London – Für den 23-Jährigen heißt es nun: Geduld beweisen. Denn Deutschland stellte aufgrund der neu entdeckten und mutierten Coronavirus-Variante seit Montag sämtlichen Reiseverkehr aus Großbritannien zunächst bis zum 31. Dezember ein. Das Fährterminal im englischen Dover ist geschlossen, der Eurotunnel ebenfalls gesperrt.
Kurz, der mit zwei Freunden im Auto nach London gefahren war, meinte: „Wir müssen warten und hoffen, dass der Eurotunnel vor Heiligabend wieder freigegeben wird. Bis dahin müssen wir im Hotel bleiben.“
Kurz drückt jetzt dem Gegner die Daumen
Und er wird dem Gegner, der ihn besiegte, die Daumen drücken. „Im ersten Moment ist man nach der Niederlage natürlich etwas enttäuscht. Aber es geht weiter und die WM geht auch weiter. Ein Deutscher ist noch im Rennen und jetzt drücken wir alle Gaga die Daumen“, sagte Kurz nach seiner Niederlage ohne Neid oder Missgunst.
Der 23-jährige Hesse und der 37-jährige Saarländer kennen sich schon lange und sind gut befreundet. In den ersten zwei Sätzen im Londoner Alexandra Palace lief bei beiden nicht viel zusammen. „Das ist schon etwas anderes, wenn man gegen einen Freund bei der WM spielt. Wir waren beide nervös, das hat man gesehen. Im Vorfeld einer solchen Partie möchte man in Interviews natürlich nicht gerne über diese Nervosität sprechen“, so Kurz.
Nervös vor dem Spiel
Nervosität, die man dem gelernten Industriemechaniker vor allem im ersten Satz anmerkte. Kurz hatte nur noch 25 Punkte Rest und hätte mit drei Pfeilen den ersten Satz für sich entscheiden können. Doch Kurz traf mit dem ersten Pfeil anstatt in die 9 (für Doppel-8-Rest) nur in die 14 und hatte somit noch elf Punkte. Den zweiten Pfeil wollte er in die 3 (für Doppel-4-Rest) werfen, traf aber die 19 und überwarf sich. Clemens nutzte diesen Patzer und holte sich den ersten Satz. „Ich hatte in dieser Situation Glück. Ich weiß, wie stark Nico spielen kann und dass ihm so etwas normalerweise nicht passiert“, so Clemens nach dem Spiel.
Im zweiten Satz zeigte Kurz, was er drauf hat. Er verlor zwar das erste Spiel des dritten Satzes, doch dann folgten ein 160er-, ein 123er- und ein 161er-Finish und er schaffte den Satzausgleich.

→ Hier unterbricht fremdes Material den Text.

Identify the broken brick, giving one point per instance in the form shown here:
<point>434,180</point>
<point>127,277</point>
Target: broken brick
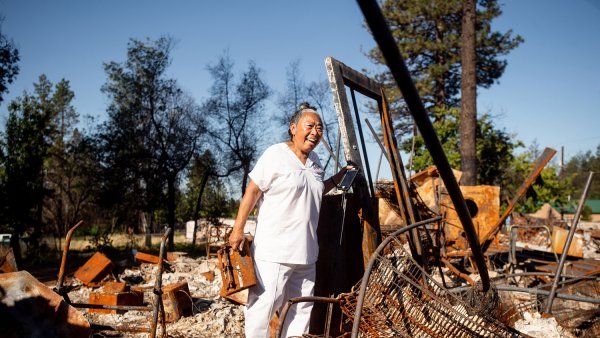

Es sollte der letzte Satzgewinn des Ostheimers bei der diesjährigen WM bleiben. Danach drehte der Saarländer auf und wurde immer stärker.
Kurz ist aktuell die Nummer 128 der Welt, Clemens die 31. Während der 23-Jährige den Darts-Sport immer noch als Hobby betreibt, ist der 37-Jährige seit drei Jahren Profi und hat deutlich mehr Erfahrung auf den großen Bühnen der Szene.
Clemens schnappte sich den dritten Satz und verwandelte im vierten Satz seinen sechsten Matchdart zum 3:1-Sieg.
Erstes deutsches WM-Duell
Ein Millionenpublikum verfolgte in Deutschland das erste deutsche Duell bei einer Darts-Weltmeisterschaft am TV und im Internet (siehe Infobox). Sogar die Engländer waren fasziniert von der Partie. „Das war ein unglaubliches Spiel von den beiden. Es war brillant und sehr spannend. Das war Werbung für Darts in Deutschland“, sagte der ehemalige englische Weltklasse-Spieler und jetzige TV-Experte Wayne Mardle.
Nico Kurz war nach der Partie schnell wieder gefasst: „Am Ende hat Gaga besser gespielt und auch verdient gewonnen.“
Clemens lobte seinen Gegner: „Ich weiß ganz genau, dass es auch hätte anders ausgehen, wenn Nico noch mal aufgedreht hätte. Er ist ganz nah an den besten Spielern dran und ich hoffe, wir werden ihn in Zukunft öfter auf der Bühne sehen.“
Während sich Clemens mit dem Einzug in die dritte Runde 27 500 Euro sicherte, darf Kurz immerhin 16 500 Euro mit nach Hause nehmen.
Clemens spielt nun am 28. Dezember in der dritten Runde gegen den amtierenden Weltmeister Peter Wright.
Bis dahin ist er ebenso wie Kurz im Corona-Hotspot London gefangen.
Für den Ostheimer war seine zweite Weltmeisterschaft wieder ein großes Abenteuer. Bis er wieder nach Hause darf, kann er im Trainingsraum des Hotels weiter trainieren. Im Januar findet die Qualifikation zur Profitour in England statt. Nico Kurz wird mitspielen und vielleicht gelingt ihm ja der Sprung in die Profikarriere schneller, als er denkt.